Falke Pisano. The Body in Crisis (Housing, Treating and Depicting)

17 february, 2012 - 7:30 PM
Place
Nouvel Building, Protocol Room
Duration

40 min

In collaboration with
   
Framework
ARCO 2012. Guest country: Holland and the Escena Contemporánea Festival.
Curatorship
Chema González
Falke Pisano. El cuerpo en crisis. Dibujo, 2012
Falke Pisano. El cuerpo en crisis . Dibujo, 2012

The Body in Crisis (Housing, Treating and Depicting) examines the history of modern medicine in relation to the history of the Sabatini Building (originally a shelter for beggars, it later became a general hospital), linking its history with certain crucial moments in 20th century Spain, which can be found represented in the Museum's collection. The development of public healthcare in Spain is thus shown to be interwoven with works of the collection that depict bodies in situations of poverty, hunger and war. By doing so, Pisano looks at the ability of representation to pose questions of medicine in direct relation to social and political realities.

The performance takes place within a sculpture installation that acts as an exhibition structure. While the artist reads a text, accompanied by slide show, a second participant hangs a series of images in the installation. While the montage is underway, viewers move around the room. With this set-up, Pisano draws attention to questions related to semiosis in representational space, as created in the museum but also in artistic practices that deal with certain moments in history.

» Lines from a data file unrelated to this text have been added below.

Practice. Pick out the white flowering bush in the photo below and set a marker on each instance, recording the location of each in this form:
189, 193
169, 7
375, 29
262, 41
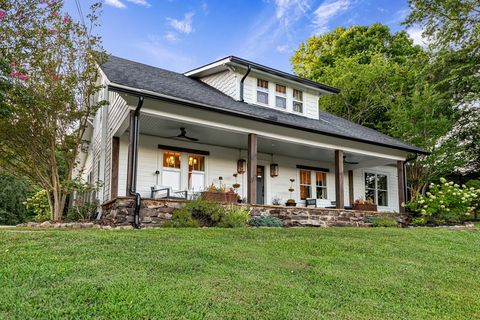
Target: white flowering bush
446, 202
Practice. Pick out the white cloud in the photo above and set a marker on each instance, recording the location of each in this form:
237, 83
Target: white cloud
171, 36
182, 26
326, 11
289, 11
159, 53
140, 2
273, 30
116, 4
119, 4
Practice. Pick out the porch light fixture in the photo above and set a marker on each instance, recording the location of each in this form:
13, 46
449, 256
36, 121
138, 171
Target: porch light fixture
241, 164
273, 169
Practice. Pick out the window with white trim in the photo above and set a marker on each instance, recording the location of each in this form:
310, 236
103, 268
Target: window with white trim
307, 189
376, 188
280, 96
262, 91
297, 101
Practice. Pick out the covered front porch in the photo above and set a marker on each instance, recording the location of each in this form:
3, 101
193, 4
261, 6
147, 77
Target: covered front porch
264, 157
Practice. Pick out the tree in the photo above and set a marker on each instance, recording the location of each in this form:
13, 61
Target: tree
453, 30
389, 84
13, 193
52, 90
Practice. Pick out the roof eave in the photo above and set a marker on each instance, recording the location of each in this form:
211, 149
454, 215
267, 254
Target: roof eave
155, 95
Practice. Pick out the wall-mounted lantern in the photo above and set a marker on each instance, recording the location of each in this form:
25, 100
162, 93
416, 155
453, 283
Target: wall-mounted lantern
241, 166
273, 168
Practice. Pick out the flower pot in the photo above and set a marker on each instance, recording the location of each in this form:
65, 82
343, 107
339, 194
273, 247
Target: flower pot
228, 197
364, 207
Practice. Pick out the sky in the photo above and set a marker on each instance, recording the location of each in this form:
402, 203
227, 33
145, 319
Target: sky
180, 35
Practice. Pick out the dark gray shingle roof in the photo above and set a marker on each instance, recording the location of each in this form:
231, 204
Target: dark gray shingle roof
140, 76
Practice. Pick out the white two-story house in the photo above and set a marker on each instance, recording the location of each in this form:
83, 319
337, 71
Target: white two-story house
187, 131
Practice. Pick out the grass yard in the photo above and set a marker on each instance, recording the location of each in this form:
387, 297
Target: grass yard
337, 273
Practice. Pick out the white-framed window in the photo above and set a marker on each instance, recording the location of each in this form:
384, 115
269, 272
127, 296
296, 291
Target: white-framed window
171, 173
262, 91
196, 172
310, 190
321, 184
280, 96
376, 188
297, 101
305, 184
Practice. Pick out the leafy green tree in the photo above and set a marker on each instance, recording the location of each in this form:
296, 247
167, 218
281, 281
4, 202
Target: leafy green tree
453, 31
52, 90
13, 193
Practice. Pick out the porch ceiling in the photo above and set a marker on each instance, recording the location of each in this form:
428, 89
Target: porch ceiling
166, 128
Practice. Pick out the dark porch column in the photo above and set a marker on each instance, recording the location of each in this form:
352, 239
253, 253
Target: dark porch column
252, 169
114, 174
350, 187
401, 185
339, 193
130, 146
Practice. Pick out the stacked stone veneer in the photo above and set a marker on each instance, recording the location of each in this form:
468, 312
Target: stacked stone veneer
119, 212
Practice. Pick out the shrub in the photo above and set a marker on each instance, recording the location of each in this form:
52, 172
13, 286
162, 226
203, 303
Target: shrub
383, 221
38, 203
13, 193
235, 217
266, 221
445, 203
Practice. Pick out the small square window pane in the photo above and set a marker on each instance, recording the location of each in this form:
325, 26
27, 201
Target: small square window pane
381, 182
262, 83
369, 180
370, 194
321, 193
382, 198
297, 106
280, 102
304, 192
262, 97
297, 95
281, 89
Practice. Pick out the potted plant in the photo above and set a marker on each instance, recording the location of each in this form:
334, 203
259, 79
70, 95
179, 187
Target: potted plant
219, 194
291, 202
364, 205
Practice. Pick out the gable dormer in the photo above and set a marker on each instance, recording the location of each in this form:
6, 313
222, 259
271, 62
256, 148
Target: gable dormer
259, 85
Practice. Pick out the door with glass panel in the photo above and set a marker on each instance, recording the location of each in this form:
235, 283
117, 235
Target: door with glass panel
196, 172
171, 171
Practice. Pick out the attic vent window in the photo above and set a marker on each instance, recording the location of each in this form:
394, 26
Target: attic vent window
262, 91
297, 101
281, 96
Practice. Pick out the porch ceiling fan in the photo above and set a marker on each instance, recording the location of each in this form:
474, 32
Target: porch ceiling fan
183, 135
349, 162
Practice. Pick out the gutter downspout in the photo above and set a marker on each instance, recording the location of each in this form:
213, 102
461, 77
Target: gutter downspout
249, 68
405, 190
134, 128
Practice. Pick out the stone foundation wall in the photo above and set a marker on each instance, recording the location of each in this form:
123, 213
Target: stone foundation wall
154, 213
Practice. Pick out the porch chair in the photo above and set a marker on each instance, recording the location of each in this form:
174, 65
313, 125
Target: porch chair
167, 192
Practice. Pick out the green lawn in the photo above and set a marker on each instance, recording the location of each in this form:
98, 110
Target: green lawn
340, 273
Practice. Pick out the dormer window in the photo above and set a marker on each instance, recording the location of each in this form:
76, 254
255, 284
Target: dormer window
262, 91
280, 96
297, 101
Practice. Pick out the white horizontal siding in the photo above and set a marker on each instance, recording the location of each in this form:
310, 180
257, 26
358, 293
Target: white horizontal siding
225, 81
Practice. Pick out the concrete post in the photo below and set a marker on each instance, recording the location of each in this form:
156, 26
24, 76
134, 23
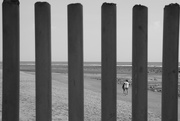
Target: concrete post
108, 62
10, 103
170, 63
75, 62
43, 61
139, 63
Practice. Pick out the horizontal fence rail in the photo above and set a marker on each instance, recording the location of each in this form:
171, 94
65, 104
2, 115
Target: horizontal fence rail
10, 101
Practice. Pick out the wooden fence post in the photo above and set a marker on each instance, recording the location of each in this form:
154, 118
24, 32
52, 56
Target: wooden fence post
170, 63
10, 106
75, 62
108, 62
139, 64
43, 61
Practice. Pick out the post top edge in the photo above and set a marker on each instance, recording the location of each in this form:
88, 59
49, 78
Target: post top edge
172, 5
11, 1
41, 3
75, 4
139, 6
109, 4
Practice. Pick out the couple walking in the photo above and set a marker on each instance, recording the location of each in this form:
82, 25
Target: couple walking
125, 87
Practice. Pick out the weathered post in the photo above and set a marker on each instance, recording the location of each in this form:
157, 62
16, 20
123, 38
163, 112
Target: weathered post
75, 62
139, 64
170, 63
108, 62
10, 15
43, 61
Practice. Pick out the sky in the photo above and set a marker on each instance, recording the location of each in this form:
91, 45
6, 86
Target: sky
92, 29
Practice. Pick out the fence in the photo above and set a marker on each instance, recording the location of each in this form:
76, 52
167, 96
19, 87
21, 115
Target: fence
10, 107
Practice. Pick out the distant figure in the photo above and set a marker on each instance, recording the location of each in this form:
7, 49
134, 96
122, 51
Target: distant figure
125, 87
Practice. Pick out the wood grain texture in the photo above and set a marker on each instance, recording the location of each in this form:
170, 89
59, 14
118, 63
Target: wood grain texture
75, 62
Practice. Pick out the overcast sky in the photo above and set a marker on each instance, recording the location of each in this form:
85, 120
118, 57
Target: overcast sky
92, 28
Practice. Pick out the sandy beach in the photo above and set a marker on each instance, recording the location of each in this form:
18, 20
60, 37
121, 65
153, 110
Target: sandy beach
92, 99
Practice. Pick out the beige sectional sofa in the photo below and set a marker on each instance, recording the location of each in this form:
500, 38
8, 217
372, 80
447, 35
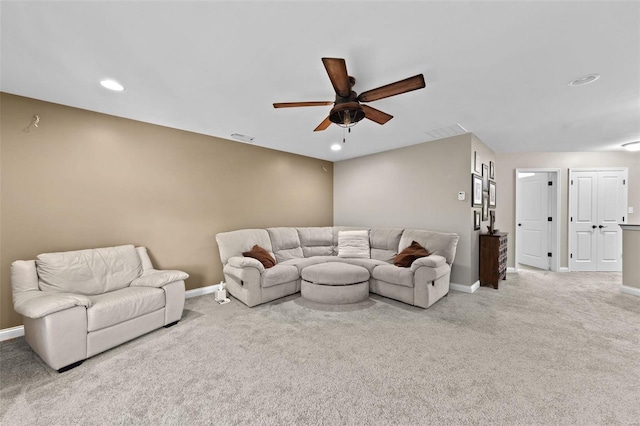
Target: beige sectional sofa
421, 284
77, 304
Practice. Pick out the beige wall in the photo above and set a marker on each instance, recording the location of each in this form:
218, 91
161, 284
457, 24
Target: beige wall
415, 187
507, 163
84, 179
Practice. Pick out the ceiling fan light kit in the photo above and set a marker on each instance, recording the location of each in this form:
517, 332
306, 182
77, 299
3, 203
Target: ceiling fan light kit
347, 108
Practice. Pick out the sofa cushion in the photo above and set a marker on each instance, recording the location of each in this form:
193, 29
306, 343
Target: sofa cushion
406, 257
261, 255
335, 273
439, 243
285, 243
122, 305
394, 275
279, 274
154, 278
354, 244
384, 243
92, 271
316, 241
233, 243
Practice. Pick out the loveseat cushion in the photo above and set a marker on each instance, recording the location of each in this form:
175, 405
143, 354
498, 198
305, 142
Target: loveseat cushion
92, 271
384, 243
122, 305
279, 274
394, 275
154, 278
316, 241
285, 243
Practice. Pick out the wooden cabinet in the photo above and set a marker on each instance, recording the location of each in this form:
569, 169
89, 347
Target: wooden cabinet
493, 258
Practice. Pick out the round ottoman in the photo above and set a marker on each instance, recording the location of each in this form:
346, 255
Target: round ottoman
335, 283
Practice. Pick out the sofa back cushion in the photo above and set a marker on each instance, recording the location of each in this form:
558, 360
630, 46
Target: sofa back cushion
384, 243
316, 241
443, 244
234, 243
285, 243
92, 271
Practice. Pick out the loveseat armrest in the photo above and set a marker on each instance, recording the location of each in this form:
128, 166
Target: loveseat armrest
38, 304
244, 262
432, 261
158, 278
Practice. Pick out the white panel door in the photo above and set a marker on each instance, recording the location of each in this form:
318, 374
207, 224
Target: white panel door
584, 209
611, 209
533, 224
598, 204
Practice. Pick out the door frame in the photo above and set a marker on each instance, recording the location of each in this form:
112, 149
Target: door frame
571, 200
554, 209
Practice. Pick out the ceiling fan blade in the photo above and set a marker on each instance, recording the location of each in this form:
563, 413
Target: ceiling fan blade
322, 126
402, 86
297, 104
376, 115
337, 70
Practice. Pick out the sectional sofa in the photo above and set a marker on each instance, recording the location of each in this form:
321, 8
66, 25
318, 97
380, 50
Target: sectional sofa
421, 284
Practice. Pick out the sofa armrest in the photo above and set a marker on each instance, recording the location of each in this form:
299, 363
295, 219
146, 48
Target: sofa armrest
432, 261
243, 262
156, 278
38, 304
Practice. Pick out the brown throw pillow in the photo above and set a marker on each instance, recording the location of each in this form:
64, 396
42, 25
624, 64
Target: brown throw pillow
262, 255
406, 257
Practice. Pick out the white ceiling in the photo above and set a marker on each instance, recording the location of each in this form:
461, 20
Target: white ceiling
499, 69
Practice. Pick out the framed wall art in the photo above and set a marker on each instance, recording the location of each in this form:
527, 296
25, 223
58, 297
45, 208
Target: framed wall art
476, 190
485, 177
492, 194
485, 206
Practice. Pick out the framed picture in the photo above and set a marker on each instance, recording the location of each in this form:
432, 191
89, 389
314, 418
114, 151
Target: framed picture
485, 206
492, 194
485, 177
476, 190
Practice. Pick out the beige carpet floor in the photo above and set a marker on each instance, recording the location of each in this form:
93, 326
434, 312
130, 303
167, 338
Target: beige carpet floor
543, 349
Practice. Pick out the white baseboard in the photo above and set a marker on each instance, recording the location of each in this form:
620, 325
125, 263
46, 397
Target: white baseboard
13, 332
630, 290
465, 288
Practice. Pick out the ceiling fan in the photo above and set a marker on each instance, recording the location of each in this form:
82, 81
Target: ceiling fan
347, 108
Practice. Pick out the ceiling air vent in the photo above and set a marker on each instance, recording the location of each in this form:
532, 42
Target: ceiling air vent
446, 132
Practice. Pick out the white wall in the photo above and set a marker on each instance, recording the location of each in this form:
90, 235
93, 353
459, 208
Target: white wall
415, 187
506, 163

After several years dedicated to her series Figures of Speech (2005-2010), Falke Pisano recently introduced a new series of propositions and inquiries that look at the body in crisis as an ongoing event. Taking the idea of Walter Benjamin, according to which the state of emergency we live in is the rule, the artist focuses on two questions: first, she analyses the historical and continuous reiteration of the human body finding itself in moments of crisis, thus exposing the changing political, social and economic structures. Secondly, she formulates an inquiry into the formal possibilities of depicting the body in crisis in the realm of art. The work of Falke Pisano therefore has a lot to do with modernity conceived as a long process in continual transformation, determined by the life experiences from which it is viewed, the succession of artistic objects over time and the transformation of structures of communication and perception.